Karantinanın Hayatıma Getirdikleri - 2
O günü kazasız belasız atlattık. Günler hızla geçmeye devam etti, bir Cuma günü eve geldiğimde Züleyha’yı perişan halde buldum. Salonun ortasında bir sağa bir sola hızla yürüyor, gözleri dolu dolu, dokunsan ağlayacak…
-“Ne oldu sana böyle? Birisi bişey mi yaptı?”
dedim telaşla. İlk aklıma gelen şey bu olmuştu ama durum sandığım gibi değilmiş, eczanedeki çalışanlardan birinin testi pozitif çıkmış, bütün eczaneye test yapmışlar sonucu bekliyorlarmış ancak sonuç sonraki gün çıkacakmış. Onu sakinleştirmeye çalıştım ama bu imkansızdı. Asla sakinleşemiyordu.

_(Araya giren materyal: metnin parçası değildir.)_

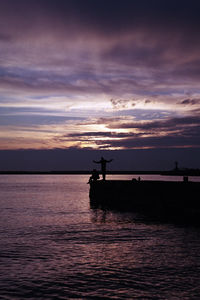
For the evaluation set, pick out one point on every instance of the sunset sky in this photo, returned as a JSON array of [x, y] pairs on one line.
[[100, 75]]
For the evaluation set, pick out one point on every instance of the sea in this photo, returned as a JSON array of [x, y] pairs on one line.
[[53, 245]]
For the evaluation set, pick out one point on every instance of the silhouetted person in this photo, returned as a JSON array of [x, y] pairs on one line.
[[94, 176], [103, 163]]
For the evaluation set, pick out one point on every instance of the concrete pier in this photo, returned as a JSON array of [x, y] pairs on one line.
[[180, 200]]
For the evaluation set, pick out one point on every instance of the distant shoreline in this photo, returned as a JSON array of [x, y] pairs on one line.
[[187, 172]]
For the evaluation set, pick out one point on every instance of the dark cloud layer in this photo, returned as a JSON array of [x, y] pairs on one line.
[[141, 57]]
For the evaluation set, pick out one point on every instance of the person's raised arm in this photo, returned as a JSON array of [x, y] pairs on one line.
[[109, 160]]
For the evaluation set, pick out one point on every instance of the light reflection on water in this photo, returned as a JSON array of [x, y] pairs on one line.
[[53, 246]]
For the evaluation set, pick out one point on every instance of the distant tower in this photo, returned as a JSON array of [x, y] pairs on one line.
[[176, 166]]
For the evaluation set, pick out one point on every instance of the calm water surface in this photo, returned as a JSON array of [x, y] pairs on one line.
[[53, 246]]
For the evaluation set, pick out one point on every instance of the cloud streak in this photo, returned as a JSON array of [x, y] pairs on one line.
[[130, 68]]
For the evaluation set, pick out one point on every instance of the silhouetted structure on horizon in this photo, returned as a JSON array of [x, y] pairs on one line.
[[103, 163]]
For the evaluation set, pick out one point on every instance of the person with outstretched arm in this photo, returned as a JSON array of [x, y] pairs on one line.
[[103, 163]]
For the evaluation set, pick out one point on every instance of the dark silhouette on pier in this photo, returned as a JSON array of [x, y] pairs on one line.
[[94, 177], [103, 163]]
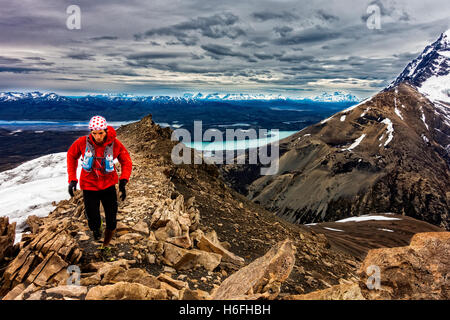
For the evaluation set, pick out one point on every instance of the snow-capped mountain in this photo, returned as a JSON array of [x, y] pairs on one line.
[[336, 97], [36, 95], [430, 72], [233, 96], [186, 97]]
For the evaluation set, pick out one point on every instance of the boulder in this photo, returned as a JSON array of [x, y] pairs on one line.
[[141, 227], [71, 291], [263, 276], [182, 259], [177, 284], [126, 291], [345, 291], [189, 294], [417, 271], [34, 222], [208, 244]]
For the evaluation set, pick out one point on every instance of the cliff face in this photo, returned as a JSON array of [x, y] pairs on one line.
[[389, 153], [379, 156]]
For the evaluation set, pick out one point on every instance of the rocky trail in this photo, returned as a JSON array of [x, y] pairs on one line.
[[183, 234]]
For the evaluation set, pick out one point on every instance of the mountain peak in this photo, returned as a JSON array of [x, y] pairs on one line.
[[424, 71]]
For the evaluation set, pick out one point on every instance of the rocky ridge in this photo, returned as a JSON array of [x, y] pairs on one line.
[[181, 233]]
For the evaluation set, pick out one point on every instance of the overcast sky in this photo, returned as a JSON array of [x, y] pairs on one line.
[[293, 48]]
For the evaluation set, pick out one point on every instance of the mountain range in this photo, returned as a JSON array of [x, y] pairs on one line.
[[389, 153], [37, 96]]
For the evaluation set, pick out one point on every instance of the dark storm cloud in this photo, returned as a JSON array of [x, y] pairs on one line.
[[35, 58], [282, 31], [18, 69], [327, 16], [215, 26], [297, 58], [280, 44], [310, 35], [156, 55], [264, 56], [272, 15], [81, 56], [9, 60], [104, 38], [216, 51]]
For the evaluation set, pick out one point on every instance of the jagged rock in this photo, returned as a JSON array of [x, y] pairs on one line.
[[182, 259], [172, 293], [345, 291], [134, 275], [417, 271], [263, 276], [17, 290], [183, 241], [72, 291], [7, 236], [177, 284], [130, 236], [208, 244], [126, 291], [141, 227], [44, 259], [188, 294], [34, 222]]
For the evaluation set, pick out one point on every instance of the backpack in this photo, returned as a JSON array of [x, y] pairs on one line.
[[107, 159]]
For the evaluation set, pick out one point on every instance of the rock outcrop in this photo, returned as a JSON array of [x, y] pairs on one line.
[[262, 278], [418, 271], [7, 237]]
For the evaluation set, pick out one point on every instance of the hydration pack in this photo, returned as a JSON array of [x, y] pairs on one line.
[[89, 156]]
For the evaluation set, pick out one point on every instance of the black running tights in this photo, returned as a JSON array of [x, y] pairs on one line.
[[92, 199]]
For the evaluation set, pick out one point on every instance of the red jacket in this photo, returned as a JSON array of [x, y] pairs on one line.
[[96, 179]]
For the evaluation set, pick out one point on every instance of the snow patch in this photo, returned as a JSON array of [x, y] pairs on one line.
[[366, 218], [332, 229], [356, 143], [387, 230], [397, 112], [424, 119], [21, 188], [390, 130]]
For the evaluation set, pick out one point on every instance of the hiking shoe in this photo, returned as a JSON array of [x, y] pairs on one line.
[[106, 253], [98, 233]]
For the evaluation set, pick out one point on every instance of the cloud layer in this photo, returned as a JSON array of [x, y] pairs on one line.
[[170, 47]]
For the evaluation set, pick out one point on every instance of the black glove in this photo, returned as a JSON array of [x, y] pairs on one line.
[[72, 187], [122, 184]]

-“Ya bende de pozitif çıkarsa, ya sana da bulaştırırsam”
deyip duruyordu. En sonunda biraz olsun sakinleştirdim, bir şeyler yemeye çalıştık ama Züleyha’nın boğazından iki lokma geçirene kadar akla karayı seçtim, en sonunda
-“Bu böyle olmaz”
dedim ve oturduğum yerden kalktım, gidip Züleyha’yı kucağıma aldım ve doğruca yatak odasına götürdüm, yatağa bıraktım ve üzerini örttüm.
-“Uyumaya çalış”
dedim. Ardından mutfağa gidip bir bardak viski doldurdum, tekrar yatak odasına döndüm, bardağı ona uzattım.
-“Bu ne?”
-“Gevşemene yardımcı olacak.”
-“İçki mi içireceksin bana?”
-“Tedavi amaçlı kızım günah yazmaz merak etme”

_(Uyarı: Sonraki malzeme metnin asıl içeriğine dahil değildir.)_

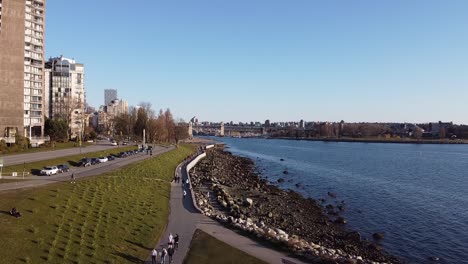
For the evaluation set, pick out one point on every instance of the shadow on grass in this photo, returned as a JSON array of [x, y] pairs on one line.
[[138, 244], [5, 212], [128, 257], [74, 163]]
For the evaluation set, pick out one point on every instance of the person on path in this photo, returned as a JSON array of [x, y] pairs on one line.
[[154, 254], [176, 241], [170, 252], [163, 255]]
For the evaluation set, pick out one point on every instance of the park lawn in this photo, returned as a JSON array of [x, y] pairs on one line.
[[116, 217], [205, 249], [73, 160], [58, 145]]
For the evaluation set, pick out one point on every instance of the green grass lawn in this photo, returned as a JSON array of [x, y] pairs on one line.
[[205, 249], [58, 145], [116, 217], [70, 160]]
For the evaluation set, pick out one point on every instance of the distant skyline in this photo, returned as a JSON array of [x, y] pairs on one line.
[[369, 61]]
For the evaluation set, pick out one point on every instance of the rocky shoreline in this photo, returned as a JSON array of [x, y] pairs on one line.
[[228, 189]]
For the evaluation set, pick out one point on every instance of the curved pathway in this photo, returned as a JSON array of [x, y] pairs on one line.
[[184, 219], [80, 172]]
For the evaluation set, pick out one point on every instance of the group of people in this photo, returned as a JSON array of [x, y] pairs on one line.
[[172, 245], [176, 179]]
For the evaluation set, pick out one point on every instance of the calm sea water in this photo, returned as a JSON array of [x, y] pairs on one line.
[[416, 194]]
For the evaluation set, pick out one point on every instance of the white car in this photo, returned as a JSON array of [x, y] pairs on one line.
[[49, 170], [103, 159]]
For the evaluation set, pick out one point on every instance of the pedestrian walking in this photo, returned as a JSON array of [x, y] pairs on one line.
[[163, 255], [154, 255], [170, 252], [171, 238]]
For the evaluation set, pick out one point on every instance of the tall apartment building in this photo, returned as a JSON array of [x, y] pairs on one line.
[[109, 95], [65, 92], [22, 25]]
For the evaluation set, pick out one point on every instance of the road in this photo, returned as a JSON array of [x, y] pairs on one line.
[[45, 155], [80, 172]]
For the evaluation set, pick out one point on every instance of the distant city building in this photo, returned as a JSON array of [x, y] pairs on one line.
[[22, 28], [117, 107], [109, 95]]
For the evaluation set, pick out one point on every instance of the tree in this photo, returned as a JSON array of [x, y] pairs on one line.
[[141, 121]]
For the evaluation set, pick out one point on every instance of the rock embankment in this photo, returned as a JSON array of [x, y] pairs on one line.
[[228, 189]]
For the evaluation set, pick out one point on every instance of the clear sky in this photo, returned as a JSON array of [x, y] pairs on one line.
[[252, 60]]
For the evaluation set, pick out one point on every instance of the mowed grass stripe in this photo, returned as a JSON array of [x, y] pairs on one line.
[[116, 217], [70, 160]]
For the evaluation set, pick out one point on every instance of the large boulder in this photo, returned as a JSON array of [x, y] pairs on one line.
[[248, 202]]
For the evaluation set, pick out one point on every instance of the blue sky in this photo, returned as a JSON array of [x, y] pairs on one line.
[[248, 60]]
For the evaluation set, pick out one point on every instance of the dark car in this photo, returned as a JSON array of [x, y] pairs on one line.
[[85, 162], [122, 154], [63, 168]]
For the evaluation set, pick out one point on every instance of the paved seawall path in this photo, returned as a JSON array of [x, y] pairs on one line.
[[185, 218]]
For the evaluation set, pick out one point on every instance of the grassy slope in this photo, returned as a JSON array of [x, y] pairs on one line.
[[116, 217], [70, 160], [205, 249]]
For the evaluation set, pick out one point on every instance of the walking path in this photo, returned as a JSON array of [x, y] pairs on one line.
[[81, 172], [184, 219]]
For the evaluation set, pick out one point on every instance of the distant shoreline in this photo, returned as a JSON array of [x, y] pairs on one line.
[[372, 140]]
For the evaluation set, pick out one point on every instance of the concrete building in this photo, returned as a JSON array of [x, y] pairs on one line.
[[22, 25], [65, 93], [117, 107], [109, 95]]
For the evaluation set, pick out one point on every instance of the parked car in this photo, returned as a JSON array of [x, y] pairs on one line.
[[85, 162], [103, 159], [94, 161], [63, 168], [49, 170]]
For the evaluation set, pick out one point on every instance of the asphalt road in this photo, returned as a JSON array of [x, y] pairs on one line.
[[80, 172], [45, 155]]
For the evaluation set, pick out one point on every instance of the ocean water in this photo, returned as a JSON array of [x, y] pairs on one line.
[[416, 194]]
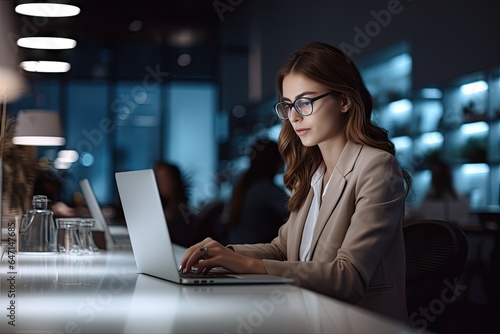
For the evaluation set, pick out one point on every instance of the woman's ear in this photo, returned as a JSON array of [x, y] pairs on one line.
[[345, 103]]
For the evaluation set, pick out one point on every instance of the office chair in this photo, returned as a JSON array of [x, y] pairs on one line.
[[436, 252]]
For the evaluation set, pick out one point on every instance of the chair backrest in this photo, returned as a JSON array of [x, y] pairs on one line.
[[436, 252]]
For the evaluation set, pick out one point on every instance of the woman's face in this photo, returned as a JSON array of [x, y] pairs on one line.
[[324, 126]]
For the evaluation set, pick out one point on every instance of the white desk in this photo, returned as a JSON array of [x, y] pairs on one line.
[[105, 294]]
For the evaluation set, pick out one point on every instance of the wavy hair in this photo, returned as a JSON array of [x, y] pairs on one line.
[[329, 66]]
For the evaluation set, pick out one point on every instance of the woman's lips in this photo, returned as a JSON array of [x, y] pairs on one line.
[[301, 132]]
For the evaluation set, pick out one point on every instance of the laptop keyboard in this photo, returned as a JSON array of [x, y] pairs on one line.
[[193, 274]]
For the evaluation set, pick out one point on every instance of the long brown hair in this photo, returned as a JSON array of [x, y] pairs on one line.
[[329, 66]]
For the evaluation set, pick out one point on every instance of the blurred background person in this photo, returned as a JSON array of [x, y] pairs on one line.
[[257, 208], [443, 202], [49, 183], [173, 190]]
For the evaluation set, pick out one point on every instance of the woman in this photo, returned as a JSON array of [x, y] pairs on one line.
[[258, 206], [344, 235]]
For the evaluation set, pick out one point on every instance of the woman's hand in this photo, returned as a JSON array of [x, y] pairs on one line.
[[208, 254]]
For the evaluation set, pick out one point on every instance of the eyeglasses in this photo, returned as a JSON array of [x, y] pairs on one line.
[[302, 105]]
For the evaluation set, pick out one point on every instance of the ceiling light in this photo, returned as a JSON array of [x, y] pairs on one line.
[[47, 9], [52, 43], [184, 59], [45, 66], [474, 87]]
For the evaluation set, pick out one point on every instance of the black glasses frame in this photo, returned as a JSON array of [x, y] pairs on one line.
[[290, 105]]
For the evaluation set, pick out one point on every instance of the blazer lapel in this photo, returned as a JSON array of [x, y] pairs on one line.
[[299, 227], [335, 189]]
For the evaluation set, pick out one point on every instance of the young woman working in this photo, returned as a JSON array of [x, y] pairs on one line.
[[343, 237]]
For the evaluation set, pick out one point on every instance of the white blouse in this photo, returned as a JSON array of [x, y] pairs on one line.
[[312, 216]]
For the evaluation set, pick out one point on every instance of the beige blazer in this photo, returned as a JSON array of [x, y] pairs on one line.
[[357, 248]]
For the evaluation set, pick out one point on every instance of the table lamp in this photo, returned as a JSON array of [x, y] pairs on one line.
[[38, 128]]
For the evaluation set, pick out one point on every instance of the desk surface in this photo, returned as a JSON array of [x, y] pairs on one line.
[[105, 294]]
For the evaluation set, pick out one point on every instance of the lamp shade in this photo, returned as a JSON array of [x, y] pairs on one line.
[[12, 84], [38, 128]]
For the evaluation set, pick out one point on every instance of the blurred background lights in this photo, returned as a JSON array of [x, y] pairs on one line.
[[68, 156], [432, 138], [474, 87], [239, 111], [184, 59], [431, 93], [135, 25], [87, 159], [402, 142], [47, 9], [45, 66], [400, 106], [471, 128], [475, 168]]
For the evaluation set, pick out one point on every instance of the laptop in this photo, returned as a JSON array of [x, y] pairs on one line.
[[153, 250]]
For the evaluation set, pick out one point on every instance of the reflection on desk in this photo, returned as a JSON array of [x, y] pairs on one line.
[[105, 294]]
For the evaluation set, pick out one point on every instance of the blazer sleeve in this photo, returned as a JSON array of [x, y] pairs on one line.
[[374, 198]]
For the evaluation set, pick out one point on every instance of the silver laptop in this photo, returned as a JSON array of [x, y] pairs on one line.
[[153, 250]]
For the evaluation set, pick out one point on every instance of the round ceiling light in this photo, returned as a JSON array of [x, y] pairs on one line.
[[46, 43], [42, 66], [47, 9]]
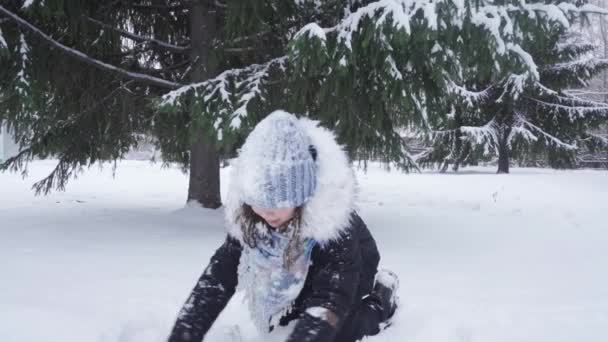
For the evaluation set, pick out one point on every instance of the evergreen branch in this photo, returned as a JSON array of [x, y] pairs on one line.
[[470, 96], [208, 89], [58, 178], [171, 7], [138, 38], [189, 68], [241, 50], [16, 162], [603, 138], [577, 92], [587, 62], [87, 59], [568, 108], [220, 4]]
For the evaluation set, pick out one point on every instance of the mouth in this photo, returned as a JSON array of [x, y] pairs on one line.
[[274, 222]]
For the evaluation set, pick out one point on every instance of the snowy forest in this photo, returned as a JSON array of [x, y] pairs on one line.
[[479, 123]]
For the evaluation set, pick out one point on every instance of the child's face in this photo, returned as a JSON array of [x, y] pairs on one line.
[[275, 217]]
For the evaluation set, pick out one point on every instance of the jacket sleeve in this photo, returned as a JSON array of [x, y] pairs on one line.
[[210, 294], [334, 287]]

Burnunu uzatıp kokladı, sorgulayan gözlerle yüzüme baktı, gülümseyerek onu cesaretlendirdim.
-“Biraz içini yakar ama aldırma, tek nefeste dik”
dedim. Öyle yaptı, ardından yüzünü ekşitti ve bardağı bana uzattı.

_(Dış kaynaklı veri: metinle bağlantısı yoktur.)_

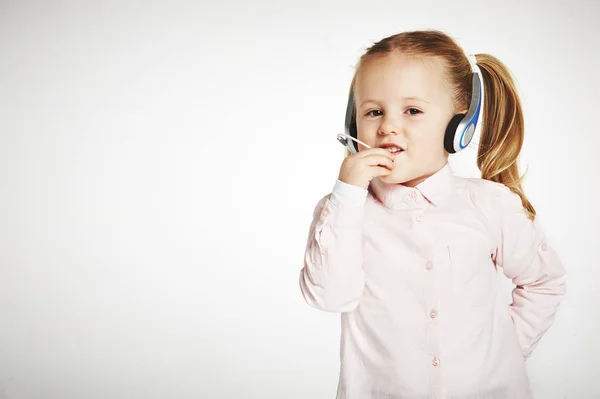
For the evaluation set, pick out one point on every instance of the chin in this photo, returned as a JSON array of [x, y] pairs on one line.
[[391, 179]]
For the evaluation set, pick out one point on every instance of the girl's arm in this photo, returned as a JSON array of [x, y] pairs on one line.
[[534, 267], [332, 278]]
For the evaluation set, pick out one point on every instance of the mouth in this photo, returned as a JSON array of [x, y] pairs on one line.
[[392, 148]]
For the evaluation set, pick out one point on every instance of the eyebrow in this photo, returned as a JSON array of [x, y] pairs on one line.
[[404, 98]]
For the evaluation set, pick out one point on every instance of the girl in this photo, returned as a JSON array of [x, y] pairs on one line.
[[408, 253]]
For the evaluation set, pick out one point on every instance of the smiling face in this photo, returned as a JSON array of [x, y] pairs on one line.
[[405, 101]]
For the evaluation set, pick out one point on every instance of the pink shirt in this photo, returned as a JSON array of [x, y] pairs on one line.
[[413, 273]]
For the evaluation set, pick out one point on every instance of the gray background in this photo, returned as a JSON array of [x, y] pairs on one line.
[[160, 161]]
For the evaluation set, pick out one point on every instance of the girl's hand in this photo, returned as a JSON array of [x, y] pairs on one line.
[[360, 168]]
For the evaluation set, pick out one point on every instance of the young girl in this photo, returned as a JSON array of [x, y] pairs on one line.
[[408, 253]]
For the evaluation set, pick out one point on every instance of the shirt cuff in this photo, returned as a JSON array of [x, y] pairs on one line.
[[343, 193]]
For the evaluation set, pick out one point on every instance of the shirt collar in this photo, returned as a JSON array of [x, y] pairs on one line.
[[435, 189]]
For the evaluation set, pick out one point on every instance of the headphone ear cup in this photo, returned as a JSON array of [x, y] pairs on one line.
[[451, 132]]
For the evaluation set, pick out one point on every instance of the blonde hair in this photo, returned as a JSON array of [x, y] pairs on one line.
[[502, 130]]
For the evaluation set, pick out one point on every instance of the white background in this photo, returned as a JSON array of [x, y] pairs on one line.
[[160, 162]]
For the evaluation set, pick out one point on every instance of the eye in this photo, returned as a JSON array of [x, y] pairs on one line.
[[370, 113]]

-“Bu ne böyle ya mahvoldum…”
diyerek eliyle ağzını yellemeye çalıştı. Kendime hakim olamayarak kahkaha atmaya başladım.
-“Ya ne gülüyosun ya? Off içim yanıyo, bu nasıl gevşetecek beni?”
-“Beş dakika sonra görürsün”
Gerçekten de beş dakika sonra salak salak sırıtmaya başlamış, o gergin kız gitmiş yerine bildiğin sarhoş gelmişti. Yatağının kenarına oturdum ve onunla sarhoş muhabbeti yaptım, salak salak konulardan konuştuk, koronayı falan unutmuştu, zaten sızması da çok sürmedi, o sızdıktan sonra eğilip alnından öptüm, üzerini örttüm, tam çıkacakken kardeşimi kapandığından beri hiç ama hiç öpmediğimi fark ettim, uzanıp alnından bir kez daha öptüm, sonra çıkıp salona geçtim.
Ertesi gün sokağa çıkma yasağı vardı. Bütün gün evde olacaktık. Sabah uyandığımda Züleyha hala uyanmamıştı, kalkıp tuvalete gittim, ardından mutfağa geçtim ve kahvaltı hazırlamaya başladım, Züleyha’da seslere uyandı ve mutfağa geldi.
-“Günaydın abi.”
-“Günaydın canım. Nasılsın?”
-“Başım çatlıyo ya…”
-“Ulan bi bardak viskiydi hepi topu, sanırsın sabaha kadar bi büyük devirmiş…”
-“Ya napıyım ama ağrıyo işte…”
Telefonu çaldı, heyecanla odaya koştu, telefonu açıp konuşarak geri mutfağa döndü, ben de heyecanla onu izlemeye başladım.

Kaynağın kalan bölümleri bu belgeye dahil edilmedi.